Cependant, l’objectif ultime du Commandant suprême des FARDC dépasse cette résistance. Il s’agit d’éradiquer l’insécurité causée par les terroristes du M23, ainsi que par les nombreux groupes armés nationaux et étrangers, dont les djihadistes MTM/ISCAP, responsables de terreur, de déplacements massifs de populations et du pillage des ressources naturelles à l’Est du pays.Pour atteindre cet objectif, l’armée congolaise doit :
1. Réinventer sa guerre médiatique : S’adapter à la rapidité des Nouvelles Technologies de l’Information et de la Communication (NTIC), tout en déployant des officiers dynamiques, prêts à prendre des initiatives et à affronter les risques. La communication, avant d’être une science, est un art que les FARDC doivent maîtriser.
2. Adopter des stratégies de guerre psychologique : Le M23 a conquis plusieurs localités stratégiques, notamment Rwindi, Kanyabayonga et Kirumba, grâce à sa maîtrise de la guerre psychologique. Les FARDC doivent également exceller dans ce domaine.

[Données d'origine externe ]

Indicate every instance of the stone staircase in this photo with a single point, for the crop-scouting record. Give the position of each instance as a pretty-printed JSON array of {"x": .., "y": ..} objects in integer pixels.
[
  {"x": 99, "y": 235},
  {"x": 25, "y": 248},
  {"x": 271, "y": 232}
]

Le discours sur l’infiltration dans l’armée ne devrait plus être une excuse. Les autorités compétentes doivent identifier les traîtres et infiltrés pour les traduire en justice. Dans d’autres armées, les sanctions exemplaires, incluant parfois des exécutions publiques, sont appliquées pour des crimes tels que la haute trahison. Pourquoi pas chez nous, alors que le moratoire sur la peine de mort est levé ?
Les officiers coupables de détournement des rations, des soldes des soldats, ou d’armes et munitions de guerre devraient également être jugés et punis sévèrement. La paix a un coût, et il est impératif de le payer pour permettre à la population congolaise de vivre enfin dans la sérénité.
Il est aussi essentiel d’écouter des voix nouvelles, même celles considérées comme inexpérimentées. Après plus de 30 ans d’insécurité, avec souvent les mêmes figures aux commandes, il est temps de faire place à une génération révolutionnaire qui apportera des solutions différentes.En somme, cessons d’être un obstacle à notre propre progrès.